Maybe you're not ready to date - as with mist pps I don't think it was shitty behaviour for him not to comment on your photos, sounds a bit like self-sabotage.

Verynice1 · 24/02/2023 18:01

I chatted to someone online some time ago and I also didn’t have a photo on my profile due to my job at the time. I didn’t hear from him after I sent one. After a couple of days, I did ask, did you receive my photo? He replied, yes and I’m sorry but you’re not my type. Oh well!! Least I know!!

shyjenny · 24/02/2023 18:01

How rude !!!!@Verynice1

OP posts:
Verynice1 · 24/02/2023 18:03

It also works both ways. I was chatting to another guy and he looked nice in his photo. We arranged a date and the day before he sent me a different photo of himself and my heart sank as he looked completely different and really old-fashioned. I made an excuse and cancelled.

DuplicateUserName · 24/02/2023 18:09

shyjenny · 24/02/2023 18:01

How rude !!!!@Verynice1

I don't think it's rude for OLD but it must be hard to hear.

However, I think this guy not acknowledging your photos at all, was rude.

I mean even if someone sent a poster of their hamster I'd at least acknowledge it.

MaryJean87 · 24/02/2023 18:10

If he thought you were hot he'd have complimented your appearance. Or maybe sexual attraction isn't important to him. Either way, it doesn't seem normal.

shyjenny · 24/02/2023 19:21

Agreed @MaryJean87 He clearly doesn't !

OP posts:
Calphurnia88 · 24/02/2023 19:22

Highdaysandholidays1 · 24/02/2023 17:19

@shyjenny I think go on the date. you will get some practice of getting out there and I think it's likely he does like you otherwise he'd be making excuses.

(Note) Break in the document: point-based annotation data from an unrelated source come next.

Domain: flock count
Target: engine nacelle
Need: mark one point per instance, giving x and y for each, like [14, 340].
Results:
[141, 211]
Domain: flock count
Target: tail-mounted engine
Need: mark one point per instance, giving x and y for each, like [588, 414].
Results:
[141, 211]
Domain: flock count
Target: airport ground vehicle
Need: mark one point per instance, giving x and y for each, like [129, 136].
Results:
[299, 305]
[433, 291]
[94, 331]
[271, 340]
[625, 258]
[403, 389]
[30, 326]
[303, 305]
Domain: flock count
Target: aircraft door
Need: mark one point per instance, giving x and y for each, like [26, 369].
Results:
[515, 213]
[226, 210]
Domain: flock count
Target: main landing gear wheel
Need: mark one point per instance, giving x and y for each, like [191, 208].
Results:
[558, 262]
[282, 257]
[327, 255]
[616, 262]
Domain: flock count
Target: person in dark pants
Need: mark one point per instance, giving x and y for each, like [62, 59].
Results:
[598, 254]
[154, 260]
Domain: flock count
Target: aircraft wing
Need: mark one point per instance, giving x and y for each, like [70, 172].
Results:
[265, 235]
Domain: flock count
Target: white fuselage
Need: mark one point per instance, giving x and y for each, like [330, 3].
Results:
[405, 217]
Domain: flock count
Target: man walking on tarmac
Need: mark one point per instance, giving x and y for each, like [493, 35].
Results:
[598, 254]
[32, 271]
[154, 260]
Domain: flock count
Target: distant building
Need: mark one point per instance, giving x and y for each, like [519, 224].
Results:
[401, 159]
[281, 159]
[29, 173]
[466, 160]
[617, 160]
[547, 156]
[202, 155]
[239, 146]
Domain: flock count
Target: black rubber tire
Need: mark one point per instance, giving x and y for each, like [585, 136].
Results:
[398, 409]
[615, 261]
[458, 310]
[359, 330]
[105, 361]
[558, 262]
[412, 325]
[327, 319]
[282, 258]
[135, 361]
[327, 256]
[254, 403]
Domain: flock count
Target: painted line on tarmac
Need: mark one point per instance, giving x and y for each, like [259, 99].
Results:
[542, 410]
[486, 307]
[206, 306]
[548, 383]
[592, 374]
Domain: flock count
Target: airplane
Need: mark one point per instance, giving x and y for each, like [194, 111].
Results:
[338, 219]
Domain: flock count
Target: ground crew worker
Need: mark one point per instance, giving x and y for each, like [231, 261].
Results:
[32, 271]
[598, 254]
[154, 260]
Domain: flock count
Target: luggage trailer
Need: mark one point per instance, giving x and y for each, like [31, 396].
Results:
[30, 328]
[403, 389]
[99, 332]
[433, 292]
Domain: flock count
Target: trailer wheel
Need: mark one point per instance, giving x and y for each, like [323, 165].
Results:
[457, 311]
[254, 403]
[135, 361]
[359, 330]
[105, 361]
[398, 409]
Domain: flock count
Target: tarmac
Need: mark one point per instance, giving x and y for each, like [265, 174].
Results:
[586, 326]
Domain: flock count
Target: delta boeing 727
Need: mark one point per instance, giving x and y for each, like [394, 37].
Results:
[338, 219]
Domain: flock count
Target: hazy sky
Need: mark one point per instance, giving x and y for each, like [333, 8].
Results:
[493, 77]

If you took the advice on here, you would never date, as apparently everyone on online dating is just looking for a shag even though I have had lots of online dates and never so much as kissed any of them, my choice! If you over-analyse you will get nowhere. Similarly if you invest too much in a few messages you may be disappointed.

Treat it more as just a quick coffee with a potential new friend, go in, chat for 40 min to an hour and come home. Don't try to work it all out before you've even met him.

This is good advice.

Cheeseandpickleplease · 24/02/2023 19:27

You sound a bit nuts to be honest from your last few posts 😂

shyjenny · 24/02/2023 19:28

Why nuts@Cheeseandpickleplease ??

OP posts:
PoseyFlump · 24/02/2023 19:33

Don't try to work it all out before you've even met him.

This. You can't tell 'spark' from a photo anyway. Meet him and see what happens. It will be a good learning experience either way. It's hard to capture the 'real' you in a photo anyway, it's daft so much emphasis is put on them.

whatausername · 24/02/2023 19:38

shyjenny · 24/02/2023 18:01

How rude !!!!@Verynice1

So if no comment is rude and not being attracted/being honest is rude then the only thing you'll accept is a compliment whether genuine or not?